Wednesday, July 27, 2005

The Christian Paradox

There are two good features in Harper's Magazine this month. Bill McKibben's "The Christian Paradox: How a faithful nation gets Jesus wrong" is excerpted on the web site. It seems to pull some punches, but still gets the important points across:
It's hard to imagine a con much more audacious than making Christ the front man for a program of tax cuts for the rich or war in Iraq. If some modest part of the 85 percent of us who are Christians woke up to that fact, then the world might change.
And Mark Crispin Miller has a good summary of John Conyer's report What Went Wrong in Ohio, and the media blackout on its findings:
The Boston Globe gave the report 118 words (page 3); the Los Angeles Times, 60 words (page 18);. It made no news in the Wall Street Journal, USA Today, Newsweek, Time, or US News & World Report. it made no news on CBS, NBC, ABC, or PBS. Nor did NPR report it (though Talk of the Nation dealt with it on January 6). CNN did not report it, though Donna Brazile pointedly affirmed its copious "evidence" on Inside Politics on January 6. (Judy Woodruff failed to pause for an elaboration.) Also on that date, the Fox News Channel briefly showed Conyers himself discussing "irregularities" in Franklin County, though it did not mention the report. He was followed by Tom DeLay, who assailed the Democrats for their "assault against the institutions of our representative democracy." The New York Times negated both the challenge and the documents in a brief item headlined "Election Results to be Certified, with Little Fuss from Kerry," which ran on page 16 and ended with this quote from Dennis Hastert's office, vis-'a-vis the Democrats: "They are really just trying to stir up their loony left."
I have a copy of Conyer's book, but can't read more than a few pages at a time, many days apart, with circular breathing exercises immediately after each exposure.

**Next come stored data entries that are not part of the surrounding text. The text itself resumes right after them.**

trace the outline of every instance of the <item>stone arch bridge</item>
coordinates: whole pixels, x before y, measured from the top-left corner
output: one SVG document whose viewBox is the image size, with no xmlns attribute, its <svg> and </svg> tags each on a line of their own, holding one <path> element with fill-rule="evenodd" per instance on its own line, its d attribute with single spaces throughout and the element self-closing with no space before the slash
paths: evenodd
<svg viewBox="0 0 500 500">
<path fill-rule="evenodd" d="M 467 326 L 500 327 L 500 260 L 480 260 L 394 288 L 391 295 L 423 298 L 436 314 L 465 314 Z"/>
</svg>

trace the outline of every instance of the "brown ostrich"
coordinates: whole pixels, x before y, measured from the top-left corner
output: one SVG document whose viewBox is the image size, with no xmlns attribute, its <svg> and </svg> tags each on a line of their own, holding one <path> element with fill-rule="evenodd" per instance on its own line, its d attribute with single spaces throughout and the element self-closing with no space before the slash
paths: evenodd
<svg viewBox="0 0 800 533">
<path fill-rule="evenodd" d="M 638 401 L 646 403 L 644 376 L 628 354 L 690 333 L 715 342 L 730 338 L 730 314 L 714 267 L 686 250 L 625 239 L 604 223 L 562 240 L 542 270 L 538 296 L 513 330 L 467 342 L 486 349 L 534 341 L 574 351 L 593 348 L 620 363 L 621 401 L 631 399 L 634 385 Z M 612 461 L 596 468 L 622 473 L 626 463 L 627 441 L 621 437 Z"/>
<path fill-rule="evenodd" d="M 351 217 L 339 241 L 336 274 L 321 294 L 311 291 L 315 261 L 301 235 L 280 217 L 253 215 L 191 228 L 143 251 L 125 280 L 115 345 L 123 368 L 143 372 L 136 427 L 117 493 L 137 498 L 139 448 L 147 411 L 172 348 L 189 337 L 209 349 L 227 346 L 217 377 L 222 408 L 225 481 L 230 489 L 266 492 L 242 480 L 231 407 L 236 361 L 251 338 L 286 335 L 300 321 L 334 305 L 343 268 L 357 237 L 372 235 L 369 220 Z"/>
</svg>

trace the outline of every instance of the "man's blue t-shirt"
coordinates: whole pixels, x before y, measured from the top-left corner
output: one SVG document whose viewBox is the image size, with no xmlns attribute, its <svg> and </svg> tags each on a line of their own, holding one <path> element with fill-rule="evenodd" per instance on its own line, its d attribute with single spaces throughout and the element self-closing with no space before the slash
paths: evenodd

At $6.50 newstand price, Harper's is making itself non-habit-forming. But this is a good issue to pick up for full access to those articles. (I subscribe every 5 years or so, seduced by the $12.97 introductory subscription price, but then the issues start piling up alongside my hundreds of partially-read or unread books, and I discontinue. But let's face it, it's worth that price for the monthly Harper's Index alone.)